Quando la palla sta piovendo come una meteora infuocata sul tuo campo, devi decidere che fare, se fregartene, cercando di risparmiare le tue belle manine e la parte dei tuoi avambracci dove più esposte sono le vene, col pericolo che aumenti la già vasta superficie degli ematomi, o intervenire.
E intanto la palla non aspetta che tu gareggi in cortesie con la tua compagna di squadra:
"-prima lei! – no, prima lei! – ma si figuri!"
Ma insomma, vogliamo essere pratici, magari un po' rozzi, e smetterla con questo scambio di salamelecchi tra compagne di squadra! Dobbiamo venire noi, che siamo seduti sugli spalti a soffrire, a risolvere questo diplomatico scambio di squisitezze?
Così ne abbiamo viste di tutti i colori, oltre naturalmente a quelli delle maglie, di cui uno bellissimo, il nostro, e tre così così, quelli delle altre squadre.
L'altro atteggiamento, tipico di quei giocatori che hanno lo stesso DNA dei kamikaze, era quello di chi era disposto a perdere la vita, pur di salvare una palla: si sono visti atleti, o meglio eroi, tuffarsi a pesce sul nudo cemento o giacere a pancia all'aria, esibendo all'avversario, in esplicito segno di resa, le parti di sé più molli e vulnerabili, dopo l'estremo sacrificio.
A volte il dialogo con i compagni di squadra era stupendo e, dopo una intelligente "alzata" da parte di uno di loro, poteva nascere un gesto atletico gagliardo, una "schiacciata" che trafiggeva la difesa avversaria, più implacabile che la lancia di Achille sul corpo del povero Ettore.
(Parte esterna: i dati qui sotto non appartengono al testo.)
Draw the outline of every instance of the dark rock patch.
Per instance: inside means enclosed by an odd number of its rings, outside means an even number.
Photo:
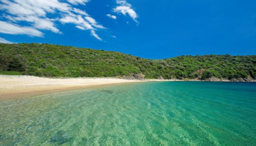
[[[71,141],[72,139],[72,136],[64,130],[60,130],[52,136],[50,141],[61,145]]]
[[[112,90],[101,90],[101,92],[106,92],[108,94],[112,94],[114,93],[114,92],[112,91]]]

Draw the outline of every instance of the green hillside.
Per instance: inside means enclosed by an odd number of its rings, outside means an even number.
[[[161,60],[49,44],[0,43],[0,74],[46,77],[255,78],[256,55],[182,56]]]

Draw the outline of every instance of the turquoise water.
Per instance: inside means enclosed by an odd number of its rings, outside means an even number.
[[[0,145],[256,145],[256,84],[139,83],[0,101]]]

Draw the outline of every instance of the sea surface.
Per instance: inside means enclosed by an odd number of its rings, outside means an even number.
[[[1,146],[256,146],[256,84],[154,82],[0,101]]]

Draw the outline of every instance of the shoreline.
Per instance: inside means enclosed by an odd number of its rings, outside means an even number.
[[[47,78],[30,76],[0,75],[0,100],[125,83],[186,81],[234,82],[228,80],[219,79],[201,80],[194,79],[147,79],[141,80],[114,77]]]
[[[0,75],[0,100],[76,89],[143,81],[146,81],[108,77],[51,78],[30,76]]]

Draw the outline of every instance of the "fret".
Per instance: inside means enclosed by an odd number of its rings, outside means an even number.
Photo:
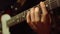
[[[60,0],[58,0],[58,1],[60,1]],[[46,4],[46,7],[47,7],[49,10],[52,10],[53,8],[56,8],[56,7],[58,7],[58,5],[60,5],[60,4],[57,4],[58,1],[57,1],[57,0],[53,0],[53,1],[52,1],[52,0],[46,0],[46,1],[44,1],[44,2],[45,2],[45,4]],[[59,3],[60,3],[60,2],[59,2]],[[39,7],[39,4],[36,5],[36,6],[34,6],[34,7],[37,7],[37,6]],[[59,7],[60,7],[60,6],[59,6]],[[10,19],[10,20],[7,21],[7,25],[8,25],[8,26],[13,26],[13,25],[15,25],[15,24],[18,24],[18,23],[26,20],[26,15],[27,15],[27,12],[28,12],[29,10],[30,10],[30,9],[28,9],[28,10],[26,10],[26,11],[23,11],[23,12],[19,13],[18,15],[12,17],[12,19]]]

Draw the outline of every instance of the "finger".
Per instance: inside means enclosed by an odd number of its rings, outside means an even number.
[[[40,2],[40,6],[41,6],[42,14],[43,15],[47,14],[48,11],[46,9],[46,5],[44,4],[44,2]]]
[[[27,19],[27,23],[31,22],[31,19],[30,19],[30,13],[29,13],[29,12],[27,12],[26,19]]]
[[[36,29],[35,25],[31,22],[31,19],[30,19],[30,12],[27,13],[27,23],[28,25],[32,28],[32,29]]]
[[[39,22],[40,21],[40,14],[39,14],[39,8],[36,7],[35,8],[35,22]]]
[[[41,10],[42,10],[41,22],[45,22],[46,18],[48,17],[47,16],[48,12],[47,12],[47,9],[46,9],[44,2],[40,2],[40,6],[41,6]]]
[[[34,8],[31,8],[31,9],[30,9],[31,22],[35,22],[34,11],[35,11]]]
La "figura" più innovativa, o forse la più antica, della pallavolo in salsa guadense è, comunque, "l'accompagnata".
E' questa una figura studiata apposta per risolvere i problemi psicologici... della palla. Povera palla! Si, perché la palla ama il calore del palmo della mano, desidera il contatto prolungato con l'epidermide sensibile dei polpastrelli, soffre della "sindrome da abbandono", quando viene colpita con violenza e cacciata via, magari tra gli avversari!
Allora vedevi atleti che se ne innamoravano, la coccolavano, e solo in extremis la consegnavano a qualcuno, esattamente come fa una mamma con il proprio bambino, il primo giorno di scuola!
Nell'attesa che qualcuno di questi legami palla-manina, e specialmente uno particolarmente morboso e persistente, si sciogliesse, in maniera non traumatica per la psiche del palla, gli spettatori più colti avevano cominciato a organizzare dibattiti e tavole rotonde, per stabilire, senza comunque pervenire a conclusioni condivise, se fosse la palla a rimanere attaccata alle mani , o viceversa.
I giocatori più delicati, ma forse anche furbi e maliziosi, dopo aver minacciato di scagliarla in tanta malora, te la posavano lì, appena oltre la rete, mentre gli avversari si erano tutti precipitati in fondo al campo, come i pompieri con il telone, per impedirle, poverina, di cadere per terra, proprio in casa loro!
Così sono passate tre stupende serate, con una palla contesa al centro dell'attenzione, e alcuni di noi a soffrire in campo, molti di più sui gradoni.
Grazie a tutti, per la partecipazione!